Files
sglang/sgl-router/src/tokenizer/README.md

198 lines
11 KiB
Markdown
Raw Normal View History

# Tokenizer Module
## Overview
The `sgl-router` tokenizer subsystem exposes a single `Tokenizer` facade around multiple backends
(Hugging Face JSON tokenizers, OpenAI/tiktoken models, and an in-memory mock).

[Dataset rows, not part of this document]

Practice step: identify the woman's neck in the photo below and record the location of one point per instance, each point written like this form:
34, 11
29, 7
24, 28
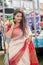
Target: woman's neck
17, 24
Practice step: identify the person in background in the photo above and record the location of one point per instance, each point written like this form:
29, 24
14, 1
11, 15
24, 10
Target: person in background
1, 32
18, 37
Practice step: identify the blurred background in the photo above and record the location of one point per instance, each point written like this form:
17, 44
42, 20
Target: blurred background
33, 10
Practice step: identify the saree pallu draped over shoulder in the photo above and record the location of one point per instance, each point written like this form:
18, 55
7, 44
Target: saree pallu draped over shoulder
22, 53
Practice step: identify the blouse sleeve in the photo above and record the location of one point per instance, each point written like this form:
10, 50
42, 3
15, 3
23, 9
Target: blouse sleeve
28, 31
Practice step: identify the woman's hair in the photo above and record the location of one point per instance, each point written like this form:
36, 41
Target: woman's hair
23, 21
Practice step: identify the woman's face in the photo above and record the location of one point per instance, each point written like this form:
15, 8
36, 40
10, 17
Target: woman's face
18, 17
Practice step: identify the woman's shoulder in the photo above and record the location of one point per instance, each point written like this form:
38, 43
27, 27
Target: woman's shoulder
8, 26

It packages the
shared behaviours needed by the routerencoding user text, incrementally decoding streamed tokens,
tracking per-request state, and detecting stop conditions—behind trait objects so the rest of the
router can remain backend-agnostic.
Key capabilities:
- trait-based split between `Encoder`, `Decoder`, and `Tokenizer` for shared APIs across backends
- Hugging Face tokenizer loading (with optional chat templates) and HF Hub downloads
- heuristic selection of OpenAI/tiktoken encodings for GPT model names
- incremental decoding utilities (`DecodeStream`, `Sequence`) that handle UTF-8 boundaries
- stop sequence handling via `StopSequenceDecoder` with token-level and string-level triggers
- optional Jinja2 chat-template rendering that matches Hugging Face semantics
The implementation deliberately keeps the surface area small—metrics, batching, or SentencePiece
support mentioned in earlier drafts do **not** exist today. This document reflects the actual code
as of `sgl-router/src/tokenizer/*`.
## Source Map
- `mod.rs` module exports and the `Tokenizer` wrapper around `Arc<dyn Tokenizer>`
- `traits.rs` shared traits and the `Encoding`/`SpecialTokens` helper types
- `factory.rs` backend discovery, file/model heuristics, and tokio-aware creation helpers
- `hub.rs` Hugging Face Hub downloads via `hf_hub`
- `huggingface.rs` wrapper over `tokenizers::Tokenizer`, chat template loading, vocab access
- `tiktoken.rs` wrapper over `tiktoken-rs` encoders for OpenAI model families
- `chat_template.rs` AST-driven Jinja template inspection and rendering utilities
- `sequence.rs` stateful incremental decoding helper used by router sequences
- `stream.rs` stateless streaming decoder that yields textual chunks from token streams
- `stop.rs` stop-sequence detection with "jail" buffering and a builder API
- `mock.rs` lightweight tokenizer used by unit tests
- `tests.rs` smoke tests covering the trait facade and helpers (largely with the mock backend)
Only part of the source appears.